# Northern pike setup



## zveryok

Hi there, I am very new to pike fishing but found a few lakes near New York City that I'd like to try catching northern pike in. However I am unsure which rod I would need, would a Gloomis 5'6 8-12 lb line spinnerbait rod be enough, or go with something like 5'6 Gloomis 12-16 lb line? I am considering purchasing one of them. Also, what is the line usually used for northern pikes? Looks like the pikes in the lakes I will try fishing in run up to 20 lbs (but probably are on average 7-10 lbs). The reel I wanted to get was Abu Garcia® Ambassadeur® C4. If these setups are not very suitable, I would appreciate any advice I can get from more experienced pike fishermen.

Thank you very much for your input.


----------



## waterwolf

I would go with a little longer rod, maybe a 6' or a 6'-6".

The pool cues of old worked great, but I think you can get away with something longer. This will allow longer casts and more flexability.

Great reel though.


----------



## james.hunter

Well i would also go with a longer rod i use a 7ft rod with a Fluger president reel spoled with 30 pound POWER PROLINE. As for bait i would use a x- rap in blue or clown color.


----------



## Jmoses1

12 lb test is fine if you like the light line, which I myself do. Caught a 37" a few weekends back before thanksgiving on 12lb test. Best lures are like mentioned above an xrap (any color) and mepps inline spinners work well too. I use a 6'6 rod as well


----------



## wbakimi

A 6.5' to 7' rod is nice. I used Med/Heavy, but will be buing a Heavy action for next year. I use the Abu Garcia and the Pflueger reels and they have worked well for me. I also use 16 - 20 lb line with a very good leader.


----------



## ixoxoli

zveryok said:


> Hi there, I am very new to pike fishing but found a few lakes near New York City that I'd like to try catching northern pike in. However I am unsure which rod I would need, would a Gloomis 5'6 8-12 lb line spinnerbait rod be enough, or go with something like 5'6 Gloomis 12-16 lb line? I am considering purchasing one of them. Also, what is the line usually used for northern pikes? Looks like the pikes in the lakes I will try fishing in run up to 20 lbs (but probably are on average 7-10 lbs). The reel I wanted to get was Abu Garcia® Ambassadeur® C4. If these setups are not very suitable, I would appreciate any advice I can get from more experienced pike fishermen.
> 
> Thank you very much for your input.


Zveryok, glad to hear that you are from NYC, also by your username you seem to be russian?
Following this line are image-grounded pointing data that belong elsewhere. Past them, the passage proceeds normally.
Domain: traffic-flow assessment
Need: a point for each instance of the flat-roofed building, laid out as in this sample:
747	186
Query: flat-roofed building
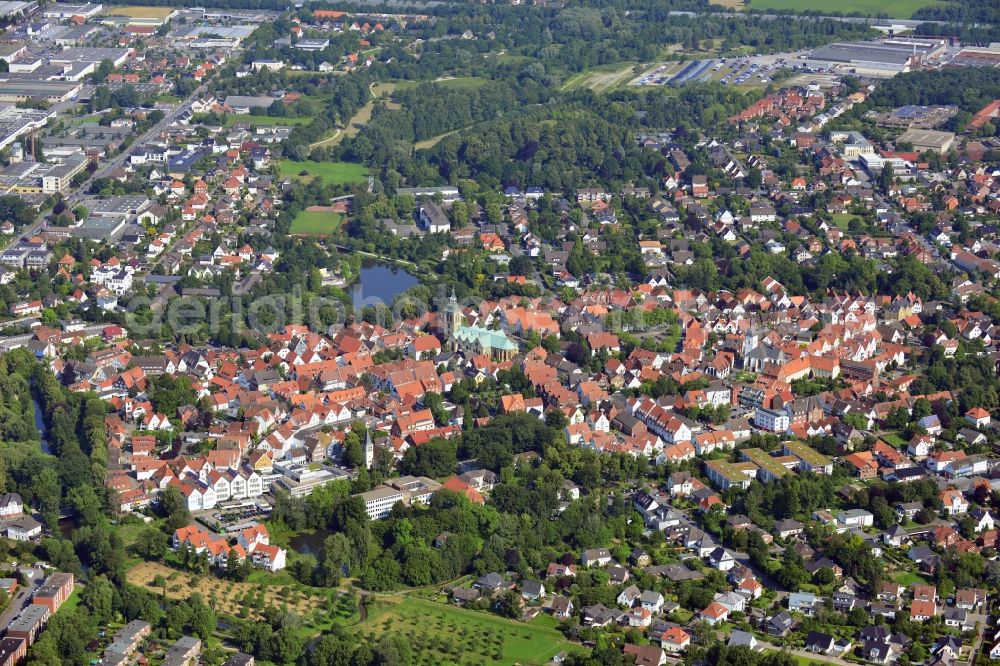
128	639
183	653
770	468
50	91
415	489
63	10
924	141
810	460
379	501
727	475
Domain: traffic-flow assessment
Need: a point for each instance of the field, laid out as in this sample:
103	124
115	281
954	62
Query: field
600	79
140	12
314	223
361	118
842	220
433	141
228	596
462	82
338	173
909	578
891	8
440	633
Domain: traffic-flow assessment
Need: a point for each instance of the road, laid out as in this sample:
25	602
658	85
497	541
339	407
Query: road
106	167
119	160
909	23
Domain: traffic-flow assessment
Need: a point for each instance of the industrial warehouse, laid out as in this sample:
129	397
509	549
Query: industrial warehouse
879	58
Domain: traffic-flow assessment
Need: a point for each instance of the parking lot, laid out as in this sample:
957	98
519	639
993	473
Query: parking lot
228	516
746	70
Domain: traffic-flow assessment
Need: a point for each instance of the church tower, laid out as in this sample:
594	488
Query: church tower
452	319
369	450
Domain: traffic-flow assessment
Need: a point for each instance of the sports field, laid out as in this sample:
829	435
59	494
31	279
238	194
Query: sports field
600	79
891	8
339	173
316	223
439	633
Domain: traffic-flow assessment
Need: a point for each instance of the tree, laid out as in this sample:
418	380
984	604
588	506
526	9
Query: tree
354	452
510	604
334	558
151	544
174	506
98	597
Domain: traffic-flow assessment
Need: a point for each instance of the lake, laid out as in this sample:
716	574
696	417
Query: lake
381	282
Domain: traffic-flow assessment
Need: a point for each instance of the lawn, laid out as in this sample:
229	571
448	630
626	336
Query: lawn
140	12
338	173
891	8
230	597
462	82
894	440
314	223
601	78
842	220
909	578
440	633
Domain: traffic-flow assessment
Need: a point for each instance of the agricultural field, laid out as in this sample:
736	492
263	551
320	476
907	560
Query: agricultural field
440	633
338	173
892	8
140	12
228	596
315	223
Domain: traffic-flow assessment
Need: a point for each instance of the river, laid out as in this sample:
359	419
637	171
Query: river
309	543
380	282
43	432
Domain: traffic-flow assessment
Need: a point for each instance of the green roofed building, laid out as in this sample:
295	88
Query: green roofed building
810	460
476	340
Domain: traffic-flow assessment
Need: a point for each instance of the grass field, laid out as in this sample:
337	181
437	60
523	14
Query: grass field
440	633
894	440
842	220
601	79
891	8
463	82
339	173
140	12
909	578
315	223
361	118
433	141
229	596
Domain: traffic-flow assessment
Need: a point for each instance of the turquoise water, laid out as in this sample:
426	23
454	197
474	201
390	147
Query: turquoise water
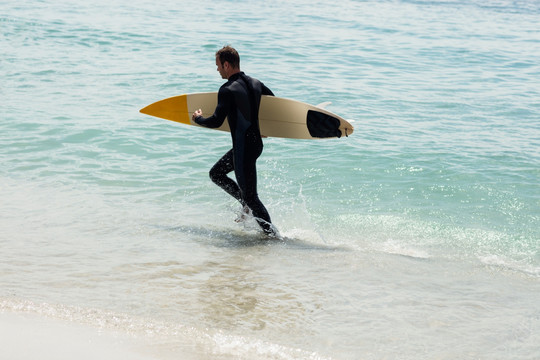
416	237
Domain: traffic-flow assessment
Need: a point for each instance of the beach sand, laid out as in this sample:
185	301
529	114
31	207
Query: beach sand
29	337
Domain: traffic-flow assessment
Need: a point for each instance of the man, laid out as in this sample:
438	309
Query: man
238	101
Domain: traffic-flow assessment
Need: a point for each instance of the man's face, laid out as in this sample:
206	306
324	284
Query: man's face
221	69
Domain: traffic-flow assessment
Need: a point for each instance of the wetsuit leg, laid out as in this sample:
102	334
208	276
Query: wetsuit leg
246	175
219	172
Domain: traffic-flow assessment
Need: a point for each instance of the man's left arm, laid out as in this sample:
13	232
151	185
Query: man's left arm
266	91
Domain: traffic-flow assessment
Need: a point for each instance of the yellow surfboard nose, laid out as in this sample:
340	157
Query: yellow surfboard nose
174	108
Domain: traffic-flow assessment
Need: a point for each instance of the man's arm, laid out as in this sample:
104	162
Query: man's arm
266	91
217	119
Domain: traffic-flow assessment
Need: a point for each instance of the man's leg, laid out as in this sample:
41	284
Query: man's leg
247	179
219	172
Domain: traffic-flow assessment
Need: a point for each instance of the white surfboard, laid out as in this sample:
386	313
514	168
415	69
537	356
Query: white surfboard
278	117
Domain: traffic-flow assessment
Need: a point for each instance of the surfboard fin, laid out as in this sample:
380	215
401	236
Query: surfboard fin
323	105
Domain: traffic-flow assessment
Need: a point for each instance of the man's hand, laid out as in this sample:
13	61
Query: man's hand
196	114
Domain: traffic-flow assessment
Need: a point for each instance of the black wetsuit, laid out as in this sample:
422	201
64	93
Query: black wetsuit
238	100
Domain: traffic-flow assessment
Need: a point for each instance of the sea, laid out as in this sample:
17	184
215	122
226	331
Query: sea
416	237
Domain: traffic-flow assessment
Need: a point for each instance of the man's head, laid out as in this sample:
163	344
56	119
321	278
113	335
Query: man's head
227	61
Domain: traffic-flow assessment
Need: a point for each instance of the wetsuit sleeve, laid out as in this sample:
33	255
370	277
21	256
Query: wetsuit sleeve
266	91
222	109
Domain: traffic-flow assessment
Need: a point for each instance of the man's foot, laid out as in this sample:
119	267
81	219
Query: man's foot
244	214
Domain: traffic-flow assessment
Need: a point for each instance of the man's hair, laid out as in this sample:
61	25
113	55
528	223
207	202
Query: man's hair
229	54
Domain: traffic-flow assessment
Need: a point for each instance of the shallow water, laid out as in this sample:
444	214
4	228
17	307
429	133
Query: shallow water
417	237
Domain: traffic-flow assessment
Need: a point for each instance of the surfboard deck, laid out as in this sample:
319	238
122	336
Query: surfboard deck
278	117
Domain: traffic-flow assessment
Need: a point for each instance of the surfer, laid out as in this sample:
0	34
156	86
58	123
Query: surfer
238	101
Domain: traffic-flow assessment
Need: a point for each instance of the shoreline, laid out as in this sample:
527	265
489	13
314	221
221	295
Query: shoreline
29	336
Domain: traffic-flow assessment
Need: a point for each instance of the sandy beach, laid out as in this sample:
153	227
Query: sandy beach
29	337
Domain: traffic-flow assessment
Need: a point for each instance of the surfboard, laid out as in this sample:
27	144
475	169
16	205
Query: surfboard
278	117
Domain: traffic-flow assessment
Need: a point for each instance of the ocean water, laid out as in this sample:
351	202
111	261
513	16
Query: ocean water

I am actually also from NYC, brooklyn to be exact and usually go fishing for carp. although my friends are trying to get me into fishing for bass, pikes - diff types of fishing then what i am used to. i was wondering if you can share where you can fish for pike around NYC area? if you have aim and like to chat, im me, my screename is ixoxoli
thanks


----------